Too Much, Too Late? Blackberry Shows Super Social 9720
BlackBerry's Tuesday announcement of its new BlackBerry 9720 smartphone has observers scratching their heads. What is it about marketing and timing that the company does not get? The unveiling comes a day after the Canadian phone maker said it might put itself up for sale or enter into joint ventures.
If the company is exploring strategic alternatives, where does that leave the consumer also exploring smartphone alternatives to replacing old handsets?
The other scalp-tickler is that the new phone carries the older operating system, version 7 and not the newer BlackBerry 10. The new phone will carry BlackBerry 7.1, a refreshed version of the 7.0, now with an interface that lets you swipe to unlock the phone or access the camera from the lock screen.
Why not BlackBerry 10? Guesses outside BlackBerry have been that the BlackBerry 10 OS did not ring any loud bells in the marketplace, up against high-end Android and iOS. Not only that, but 7.0 was better known.
Ah, the Keyboard
The one area where vintage can be leveraged, however, is the keyboard, once the signature feature of the BlackBerry in its heyday.
The 9720 may have a tiny screen but it also has that in-your-face keyboard staring back at you, for easy typing.
Other features in the BlackBerry 9720 include its five color options of black, white, blue, purple and pink, rear-facing camera, a small 2.8-inch touchscreen with 480 x 360 pixel resolution, single-core 806MHz processor, and Share Right from Camera feature, where one touch lets you send photos to social networks or individuals via email, FM radio, 512MB of RAM, and removable battery with seven hours of talk time.
While the timing of the announcement of the BlackBerry 9720 may seem an odd move, the company is betting on a three-letter acronym -- BBM. That stands for its BlackBerry Messenger application -- and in many countries, messaging is simply where smartphone growth is at.
The 9720 will start shipping in the coming weeks across Asia, Europe, Latin America, the Middle East and Africa, places where BBM, not the operating system, is important.
The BlackBerry, with its BlackBerry Messenger, has shown impressive market strength in Nigerian and other key African markets, for example, over the past few years.
The keypad has a dedicated BBM key. Pressing the button once takes you straight through to all your BBM conversations.

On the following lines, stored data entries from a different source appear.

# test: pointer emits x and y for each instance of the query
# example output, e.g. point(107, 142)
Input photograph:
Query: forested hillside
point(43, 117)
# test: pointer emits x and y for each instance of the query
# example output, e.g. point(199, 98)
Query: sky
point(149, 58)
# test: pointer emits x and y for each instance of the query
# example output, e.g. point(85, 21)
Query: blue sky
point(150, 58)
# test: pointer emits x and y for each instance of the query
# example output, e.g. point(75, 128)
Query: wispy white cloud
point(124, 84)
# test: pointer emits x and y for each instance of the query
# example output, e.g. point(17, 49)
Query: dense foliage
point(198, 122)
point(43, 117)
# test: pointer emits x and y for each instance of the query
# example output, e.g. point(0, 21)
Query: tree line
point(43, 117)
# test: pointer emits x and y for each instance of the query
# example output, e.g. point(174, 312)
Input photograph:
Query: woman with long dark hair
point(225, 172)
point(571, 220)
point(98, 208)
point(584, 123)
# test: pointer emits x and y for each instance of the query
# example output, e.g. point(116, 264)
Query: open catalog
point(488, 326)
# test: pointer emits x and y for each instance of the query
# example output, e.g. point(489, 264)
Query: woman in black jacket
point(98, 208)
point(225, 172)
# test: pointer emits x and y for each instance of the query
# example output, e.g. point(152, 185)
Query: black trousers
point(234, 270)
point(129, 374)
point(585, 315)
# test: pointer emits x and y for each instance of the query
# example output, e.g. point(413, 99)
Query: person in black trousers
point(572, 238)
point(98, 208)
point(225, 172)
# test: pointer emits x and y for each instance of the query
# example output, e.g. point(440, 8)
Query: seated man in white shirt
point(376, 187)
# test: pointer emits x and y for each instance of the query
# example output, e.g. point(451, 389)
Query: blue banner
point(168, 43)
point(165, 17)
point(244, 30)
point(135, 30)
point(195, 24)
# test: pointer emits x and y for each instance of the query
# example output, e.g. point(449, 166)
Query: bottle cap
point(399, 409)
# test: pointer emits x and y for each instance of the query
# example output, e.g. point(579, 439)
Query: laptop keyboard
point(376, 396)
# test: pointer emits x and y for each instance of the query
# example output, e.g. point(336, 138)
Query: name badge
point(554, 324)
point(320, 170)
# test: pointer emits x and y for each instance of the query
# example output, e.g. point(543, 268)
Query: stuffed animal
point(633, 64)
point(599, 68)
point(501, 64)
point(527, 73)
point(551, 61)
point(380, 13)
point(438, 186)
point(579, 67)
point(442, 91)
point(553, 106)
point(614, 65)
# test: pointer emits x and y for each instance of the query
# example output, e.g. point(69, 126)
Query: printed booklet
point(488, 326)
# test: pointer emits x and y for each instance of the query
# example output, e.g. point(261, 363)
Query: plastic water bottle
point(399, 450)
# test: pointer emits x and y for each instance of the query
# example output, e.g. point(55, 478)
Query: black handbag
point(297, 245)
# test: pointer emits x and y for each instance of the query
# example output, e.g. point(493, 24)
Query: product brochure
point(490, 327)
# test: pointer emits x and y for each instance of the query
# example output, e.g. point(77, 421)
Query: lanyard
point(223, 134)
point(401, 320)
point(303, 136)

In addition to texting, users can speak to contacts for free over Wi-Fi with BBM Voice. We are not just talking teenagers deciding where to meet, but farm owners trying to reach dozens of partners in vast tracts where land lines are not always dependable.
Timing Will Tell
BBM may be the ticket for this BlackBerry newbie more than the other features. Also, users can write messages once and post them simultaneously on BBM, Twitter and Facebook. Nonetheless, even with BBM, BlackBerry will have to face some stiff competition.
Nothing in the competitive landscape of the smartphone is a given. For example, commenting this week on other news, Tero Kuittinen of Forbes said that Android and iOS versions of BBM are to launch within weeks.
"But what makes the timing of the BBM cross-platform launch so perilous is the fact that it is happening 18-24 months too late," said Kuittinen, who spent eight years doing sell-side equity research on Wall Street.
A BlackBerry grip on the African and Asian messaging markets is not a given, with new competition from rival chat and messaging platforms. If the lure of special software fades, then there is no sure guarantee that the hardware will not suffer, too.
BlackBerry did not disclose plans for U.S. availability of the 9720. BlackBerry has struggled to regain footing in the U.S smartphone market, losing customers to the iPhone and Android devices.